Resulta obvio así que, desde un punto de vista estrictamente político (de gobernabilidad) pero también desde un ángulo mínimamente ético, este estado globalizado de desvarío en la distribución del ingreso, resulta indefendible. ¿Qué tiene o qué puede decir el arte ante todo esto? Resonamos a Antonin Artaud, un perspicaz poeta francés quien luego de no pocos años de confinamiento en diversos establecimientos psiquiátricos de Paris, concluyó que los realmente dementes no son quienes suelen ser recluidos en de estos centros, sino la sociedad toda que está fuera. Según Artaud: «Aquí el problema de la locura está planteado de la manera más humana. De manera que cada cual se pregunte: ¿Por qué no yo? ¿Qué he hecho yo para que el destino me preserve? y, en el fondo ¿qué vale realmente mi vida?»
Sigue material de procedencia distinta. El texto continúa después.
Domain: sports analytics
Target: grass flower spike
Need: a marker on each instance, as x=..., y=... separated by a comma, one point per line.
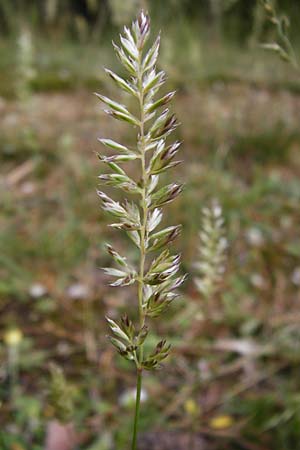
x=212, y=248
x=156, y=276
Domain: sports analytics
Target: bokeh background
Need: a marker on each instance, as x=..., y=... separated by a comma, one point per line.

La pregunta que nos hace Artaud tiene la virtud de ser, a la vez, personalísima y colectiva, íntima y socio-política, ética y estética. Artaud se pregunta ¿Qué es lo que hace que en una sociedad de locos pueda alguien sobrevivir, resistir, salvarse y conservar cierta dosis de cordura, de lucidez, de higiene mental, corporal y espiritual? Y llegado a este al punto, el dramaturgo francés concluye con esta pregunta: ¿qué he hecho – o qué podría hacer yo-para merecer estar medianamente a salvo de esta epidemia? Artaud aquí se ubica muy lejos de definir el arte en tanto que una condición esencialista. Artaud invita a poner en juego las complejas y exigentes mecánicas que deben activarse para salvar al hombre, vía el arte, de su previsible desvío capitalista de simple mercancía, momia decorativa, desvinculada de todo cuanto es -y cuanto hace falta trabajar para alcanzar una real, digna, desafiante y creativa condición humana.
Cabe preguntase así ¿qué es, en qué deviene, qué estatuto asume el hombre en tanto que autor y condición de su propia realización – individual pero, sobre todo, colectiva- en momentos en que un grupúsculo de privilegiados mil-millonarios toma para así las riendas del planeta para reducir a cientos de millones de hombres, mujeres y niños a la condición de consumidores o desechables y, en un extremo, a la muerte, al holocausto planificado? Una condición muy por debajo del de unas mercancías que, por el contrario, deberían estar destinadas para la subsistencia y realización de esa misma sociedad?
«El mal -recordaba Hanna Arendt- no es nunca `radical´, sólo es extremo, y carece de toda profundidad y de cualquier dimensión demoníaca. Puede crecer desmesuradamente y reducir todo el mundo a escombros precisamente porque se extiende como un hongo por la superficie. Es un `desafío al pensamiento, como dije, porque el pensamiento trata de alcanzar una cierta profundidad, ir a las raíces y, en el momento mismo en que se ocupa del mal, se siente decepcionado porque no encuentra nada. Eso es la `banalidad´. Sólo el bien tiene profundidad y puede ser radical.»
Volviendo entonces a la correspondencia entre ética y estética, creo que una misión propia, imperiosa, indeclinable del arte hoy día es precisamente esta: abordar, escudriñar y poner al microscopio hermenéutico la médula misma de esta «banalidad del mal», abordando además la profundidad y radicalidad del bien. Pues como decía Antonin Artaud: «nadie ha escrito, pintado, esculpido o construido por otra razón que escabullirse del infierno».